Setting the stage, Individualism in America

 Liberalism, another word that has been taken hostage by political factions these days, or Classical Liberalism, Libertarianism and Individualism, or Anarchy,  has roots in America going back 400 years.
 The early Americans who we are told left England to find “religious freedom” created the exact opposite. The Puritans in Massachusetts had set up a religious oligarchy that was more oppressive than anything they had left. Not only was the Puritan theology forced on you from the church, but the civil government also enforced all the Puritan edicts. If you didn’t come to church, you were whipped.  Nothing could be said against either the church or the civil government, (which were one and the same) or you were whipped, banished, or put to death. You were free to believe what they wanted you to, but it ended there. The regulations put on the people were so extreme you could hardly move without violating a law (sounds oddly familiar). The Oligarchy saw the brainwashing of the youth as its best protection of its power, so it instituted the first mandatory public schools in America, with the stated intent of training “obedient” subjects.
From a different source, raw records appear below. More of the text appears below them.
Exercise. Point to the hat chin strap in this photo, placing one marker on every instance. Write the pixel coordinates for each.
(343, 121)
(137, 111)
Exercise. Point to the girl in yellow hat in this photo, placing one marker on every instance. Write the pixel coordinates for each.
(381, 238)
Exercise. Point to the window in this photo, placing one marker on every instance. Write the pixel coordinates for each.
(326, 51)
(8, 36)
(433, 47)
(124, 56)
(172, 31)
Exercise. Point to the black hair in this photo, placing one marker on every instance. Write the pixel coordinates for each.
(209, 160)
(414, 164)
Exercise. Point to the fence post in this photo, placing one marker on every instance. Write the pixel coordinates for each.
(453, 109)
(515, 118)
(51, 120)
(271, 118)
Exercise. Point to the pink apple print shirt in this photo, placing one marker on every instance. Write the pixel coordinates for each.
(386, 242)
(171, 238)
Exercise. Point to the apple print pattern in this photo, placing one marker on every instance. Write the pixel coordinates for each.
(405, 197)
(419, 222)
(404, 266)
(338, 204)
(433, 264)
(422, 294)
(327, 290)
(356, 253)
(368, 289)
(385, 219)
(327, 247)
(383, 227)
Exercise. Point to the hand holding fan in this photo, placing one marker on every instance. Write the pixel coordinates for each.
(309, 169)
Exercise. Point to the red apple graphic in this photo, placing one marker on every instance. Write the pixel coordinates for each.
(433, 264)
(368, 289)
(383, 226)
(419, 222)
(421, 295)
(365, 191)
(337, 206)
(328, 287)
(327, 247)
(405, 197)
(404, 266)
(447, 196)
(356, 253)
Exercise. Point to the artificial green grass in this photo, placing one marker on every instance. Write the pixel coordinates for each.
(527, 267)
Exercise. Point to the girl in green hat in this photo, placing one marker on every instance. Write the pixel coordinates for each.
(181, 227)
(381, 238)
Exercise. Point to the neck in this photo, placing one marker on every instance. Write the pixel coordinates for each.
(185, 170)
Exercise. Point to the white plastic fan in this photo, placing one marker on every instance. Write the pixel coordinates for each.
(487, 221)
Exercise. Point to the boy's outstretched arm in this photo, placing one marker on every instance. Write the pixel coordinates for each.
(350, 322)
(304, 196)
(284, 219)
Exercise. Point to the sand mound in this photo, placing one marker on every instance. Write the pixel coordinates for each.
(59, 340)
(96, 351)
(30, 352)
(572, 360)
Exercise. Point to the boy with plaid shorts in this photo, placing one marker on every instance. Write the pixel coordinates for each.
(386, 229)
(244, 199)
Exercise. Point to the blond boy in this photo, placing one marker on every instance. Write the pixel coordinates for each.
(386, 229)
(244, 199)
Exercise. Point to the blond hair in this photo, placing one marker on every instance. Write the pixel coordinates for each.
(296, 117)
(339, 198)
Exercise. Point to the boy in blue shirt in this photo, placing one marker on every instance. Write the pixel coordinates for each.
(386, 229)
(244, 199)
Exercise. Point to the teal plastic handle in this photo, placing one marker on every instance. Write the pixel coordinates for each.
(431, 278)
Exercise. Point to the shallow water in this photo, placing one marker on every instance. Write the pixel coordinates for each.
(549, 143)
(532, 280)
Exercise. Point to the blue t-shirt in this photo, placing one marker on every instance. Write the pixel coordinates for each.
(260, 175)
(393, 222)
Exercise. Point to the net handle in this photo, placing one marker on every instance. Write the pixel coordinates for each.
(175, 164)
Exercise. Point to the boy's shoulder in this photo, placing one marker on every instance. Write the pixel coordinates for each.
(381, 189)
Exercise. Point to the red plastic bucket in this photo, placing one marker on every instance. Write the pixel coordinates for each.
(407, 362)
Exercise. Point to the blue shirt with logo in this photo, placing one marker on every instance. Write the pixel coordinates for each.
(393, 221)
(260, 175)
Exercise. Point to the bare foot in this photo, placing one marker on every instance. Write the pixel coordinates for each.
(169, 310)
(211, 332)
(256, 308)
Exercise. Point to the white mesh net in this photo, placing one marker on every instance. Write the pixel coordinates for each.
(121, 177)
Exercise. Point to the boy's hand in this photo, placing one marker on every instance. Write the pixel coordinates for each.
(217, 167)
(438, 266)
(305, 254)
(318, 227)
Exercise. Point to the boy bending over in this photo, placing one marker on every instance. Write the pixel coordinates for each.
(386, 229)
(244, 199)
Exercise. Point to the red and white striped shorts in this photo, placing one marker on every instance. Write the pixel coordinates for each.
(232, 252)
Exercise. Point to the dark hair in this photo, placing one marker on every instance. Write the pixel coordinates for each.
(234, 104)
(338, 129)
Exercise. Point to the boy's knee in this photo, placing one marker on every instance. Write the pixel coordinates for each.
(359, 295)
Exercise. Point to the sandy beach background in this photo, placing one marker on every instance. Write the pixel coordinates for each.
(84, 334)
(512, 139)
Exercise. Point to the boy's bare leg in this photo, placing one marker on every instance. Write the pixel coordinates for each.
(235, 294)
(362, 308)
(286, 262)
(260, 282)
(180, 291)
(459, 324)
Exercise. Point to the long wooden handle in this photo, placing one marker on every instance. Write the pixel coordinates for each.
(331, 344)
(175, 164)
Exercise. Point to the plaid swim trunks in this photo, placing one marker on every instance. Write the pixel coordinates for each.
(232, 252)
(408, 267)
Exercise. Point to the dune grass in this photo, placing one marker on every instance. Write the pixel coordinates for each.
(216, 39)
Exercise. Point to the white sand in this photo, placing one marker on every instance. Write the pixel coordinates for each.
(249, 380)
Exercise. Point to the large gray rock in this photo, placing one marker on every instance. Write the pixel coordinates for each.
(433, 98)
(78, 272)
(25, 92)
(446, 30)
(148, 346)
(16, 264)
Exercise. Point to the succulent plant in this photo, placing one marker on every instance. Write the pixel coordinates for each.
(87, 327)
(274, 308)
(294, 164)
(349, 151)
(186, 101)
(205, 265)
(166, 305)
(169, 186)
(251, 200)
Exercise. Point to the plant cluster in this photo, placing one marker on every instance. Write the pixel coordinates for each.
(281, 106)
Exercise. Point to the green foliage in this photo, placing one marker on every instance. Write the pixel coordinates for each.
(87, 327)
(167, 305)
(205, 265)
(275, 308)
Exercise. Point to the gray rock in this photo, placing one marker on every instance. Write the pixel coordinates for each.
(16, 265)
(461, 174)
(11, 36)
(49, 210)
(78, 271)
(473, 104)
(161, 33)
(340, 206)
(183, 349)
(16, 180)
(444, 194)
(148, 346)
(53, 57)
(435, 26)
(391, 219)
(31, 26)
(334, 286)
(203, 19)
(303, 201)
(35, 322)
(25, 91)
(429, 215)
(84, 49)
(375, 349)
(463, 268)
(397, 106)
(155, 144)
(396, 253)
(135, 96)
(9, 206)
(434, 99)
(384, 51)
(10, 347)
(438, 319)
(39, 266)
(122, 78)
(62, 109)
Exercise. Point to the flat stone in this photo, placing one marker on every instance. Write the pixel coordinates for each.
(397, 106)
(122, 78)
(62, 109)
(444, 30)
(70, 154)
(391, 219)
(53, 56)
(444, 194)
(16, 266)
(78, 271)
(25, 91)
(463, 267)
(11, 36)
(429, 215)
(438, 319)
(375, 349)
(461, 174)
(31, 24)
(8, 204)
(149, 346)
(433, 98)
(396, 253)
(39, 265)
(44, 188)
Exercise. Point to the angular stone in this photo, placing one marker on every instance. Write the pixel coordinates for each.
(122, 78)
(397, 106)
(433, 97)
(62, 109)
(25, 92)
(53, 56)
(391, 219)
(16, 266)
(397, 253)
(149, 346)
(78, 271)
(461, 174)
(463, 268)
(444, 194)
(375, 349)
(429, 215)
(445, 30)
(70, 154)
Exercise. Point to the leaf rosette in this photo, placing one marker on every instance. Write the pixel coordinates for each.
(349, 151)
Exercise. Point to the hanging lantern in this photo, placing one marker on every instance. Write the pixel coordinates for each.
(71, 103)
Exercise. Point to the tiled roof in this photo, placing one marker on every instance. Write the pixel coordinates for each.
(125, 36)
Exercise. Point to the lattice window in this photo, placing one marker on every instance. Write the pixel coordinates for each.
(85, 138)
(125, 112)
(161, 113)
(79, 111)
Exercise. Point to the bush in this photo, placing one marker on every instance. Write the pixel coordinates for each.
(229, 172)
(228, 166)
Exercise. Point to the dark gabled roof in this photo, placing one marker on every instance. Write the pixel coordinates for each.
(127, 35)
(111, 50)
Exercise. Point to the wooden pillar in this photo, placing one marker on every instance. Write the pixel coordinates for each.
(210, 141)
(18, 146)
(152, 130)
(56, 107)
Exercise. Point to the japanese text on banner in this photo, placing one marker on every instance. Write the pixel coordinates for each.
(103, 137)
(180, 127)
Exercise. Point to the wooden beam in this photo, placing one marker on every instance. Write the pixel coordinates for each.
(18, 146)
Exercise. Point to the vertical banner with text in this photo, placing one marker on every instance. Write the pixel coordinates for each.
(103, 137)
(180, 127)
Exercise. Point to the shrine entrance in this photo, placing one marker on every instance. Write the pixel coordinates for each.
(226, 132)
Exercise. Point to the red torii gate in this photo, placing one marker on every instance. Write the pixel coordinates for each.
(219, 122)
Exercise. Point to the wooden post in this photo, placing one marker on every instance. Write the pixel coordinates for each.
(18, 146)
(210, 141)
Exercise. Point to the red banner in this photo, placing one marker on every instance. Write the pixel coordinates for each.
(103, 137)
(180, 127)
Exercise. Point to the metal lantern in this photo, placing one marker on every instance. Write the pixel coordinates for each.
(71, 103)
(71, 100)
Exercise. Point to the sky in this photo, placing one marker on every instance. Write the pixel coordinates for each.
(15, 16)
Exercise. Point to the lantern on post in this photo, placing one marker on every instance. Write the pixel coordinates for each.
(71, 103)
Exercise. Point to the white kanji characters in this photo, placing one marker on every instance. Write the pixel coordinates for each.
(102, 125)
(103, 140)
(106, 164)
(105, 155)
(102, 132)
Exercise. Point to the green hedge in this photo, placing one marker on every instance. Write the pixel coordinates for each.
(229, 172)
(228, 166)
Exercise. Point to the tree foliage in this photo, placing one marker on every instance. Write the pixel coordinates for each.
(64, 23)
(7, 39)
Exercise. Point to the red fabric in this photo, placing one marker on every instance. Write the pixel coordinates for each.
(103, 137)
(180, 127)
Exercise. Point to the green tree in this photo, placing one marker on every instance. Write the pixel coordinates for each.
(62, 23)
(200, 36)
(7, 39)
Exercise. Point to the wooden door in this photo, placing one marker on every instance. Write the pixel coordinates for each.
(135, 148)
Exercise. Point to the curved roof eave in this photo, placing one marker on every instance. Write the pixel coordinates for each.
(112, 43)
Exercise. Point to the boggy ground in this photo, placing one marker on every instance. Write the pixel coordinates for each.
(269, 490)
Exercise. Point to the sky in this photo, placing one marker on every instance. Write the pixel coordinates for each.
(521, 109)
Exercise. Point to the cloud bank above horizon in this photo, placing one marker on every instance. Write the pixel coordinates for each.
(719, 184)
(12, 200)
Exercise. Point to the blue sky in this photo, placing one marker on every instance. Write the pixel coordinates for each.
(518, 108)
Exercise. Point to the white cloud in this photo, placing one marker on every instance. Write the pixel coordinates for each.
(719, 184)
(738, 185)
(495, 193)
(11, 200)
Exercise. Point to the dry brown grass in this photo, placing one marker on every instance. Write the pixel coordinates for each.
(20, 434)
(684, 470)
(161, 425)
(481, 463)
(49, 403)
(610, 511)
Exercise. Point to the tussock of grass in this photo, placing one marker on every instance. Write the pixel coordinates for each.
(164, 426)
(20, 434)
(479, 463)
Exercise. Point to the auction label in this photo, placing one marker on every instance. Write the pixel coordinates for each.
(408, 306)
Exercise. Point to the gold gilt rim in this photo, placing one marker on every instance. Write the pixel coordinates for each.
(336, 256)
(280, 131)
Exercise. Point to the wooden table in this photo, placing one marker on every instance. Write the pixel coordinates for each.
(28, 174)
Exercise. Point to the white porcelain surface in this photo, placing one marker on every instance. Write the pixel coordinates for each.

Not all subjects were allowed to join the church, and only church members were allowed to vote for the rulers, another way to solidify their power.
The Reverend Urian Oakes gave the thought of the rulers of that day: “The loud outcry of some is for Liberty of conscience …I look upon this unbounded toleration as the firstborn of abominations.” So here is what was faced by the settlers of the new world.
But I would submit that wherever there is Tyranny, there is a Resistance, and these Puritans leaders suffered from an inner contradiction: their own protestant tenant of the Individual being able to interpret the Bible without ecclesiastical decree. And that Spirit of Individualism would soon spread not only to religion, but to civil society as well.